Coffee growing areas affected by climate change could be halved by 2050

GERMAN PRESS AGENCY - DPA
SYDNEY
Published
Workers sort robusta coffee beans at a Banaran coffee plantation near Semarang, Central Java, Indonesia, August 19, 2016 (Reuters Photo)
Workers sort robusta coffee beans at a Banaran coffee plantation near Semarang, Central Java, Indonesia, August 19, 2016 (Reuters Photo)

Climate change could leave a bitter taste in the mouths of coffee aficionados, an Australian report suggested Monday, predicting it would cut farmable coffee land in half by 2050, driving prices up and quality down.

The livelihoods of more than 120 million people, including some of the world's poorest, involved in the coffee industry could be affected, the Sydney-based Climate Institute said on the release of its report A Brewing Storm.

"Increasing temperatures and extreme weather events will cut the area suitable for production by up to 50 per cent, erode coffee quality and increase coffee prices for consumers," the research organization said.

"Consumers are likely to face supply shortages, impacts on flavour and aromas, and rising prices," John Connor, the institute's chief executive, said in a statement.

Rises in temperatures and changes in weather patterns, including rainfall, have already affected farming in many parts of key coffee growing countries like Mexico, Guatemala and Nicaragua.

The changes have increased the incidence of disease and pests, affecting yields and quality, the institute said.

Coffee is a global 19-billion-dollar industry. More than 2.25 billion cups of coffee are consumed around the world every day and coffee production has more than trebled since the 1960s.

However 80 to 90 per cent of the world's 25 million coffee farmers are smallholders who are most exposed to climate change, the institute said.

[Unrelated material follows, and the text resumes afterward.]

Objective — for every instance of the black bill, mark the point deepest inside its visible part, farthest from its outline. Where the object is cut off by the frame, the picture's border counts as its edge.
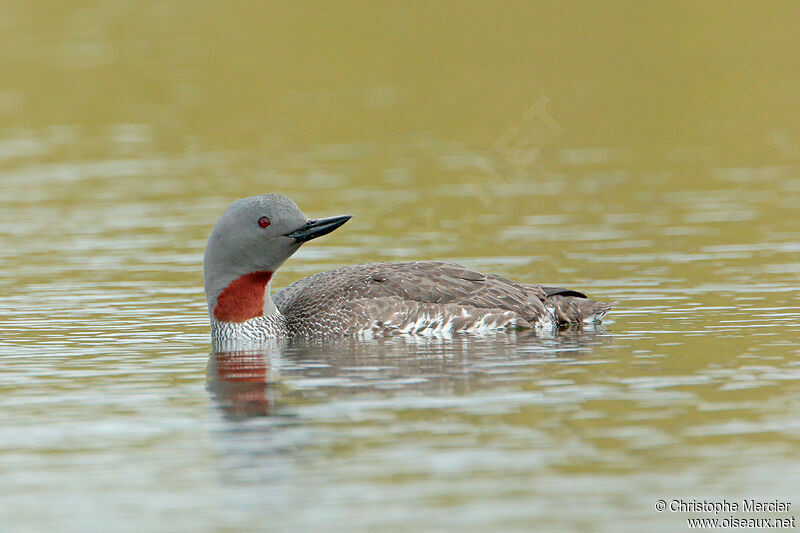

"They generally live and work in the 'bean belt' which comprises around 70 mostly developing countries, including Guatemala, Brazil, Vietnam, Colombia, Ethiopia and Indonesia," it said.

"Climate change threatens their world."

Without significant action to combat climate change, farmers will have to push production to higher ground to land reserved for other uses such as nature conservation and forestry, Connor said.

"By 2080 wild coffee, an important genetic resource for farmers, could be extinct," he said.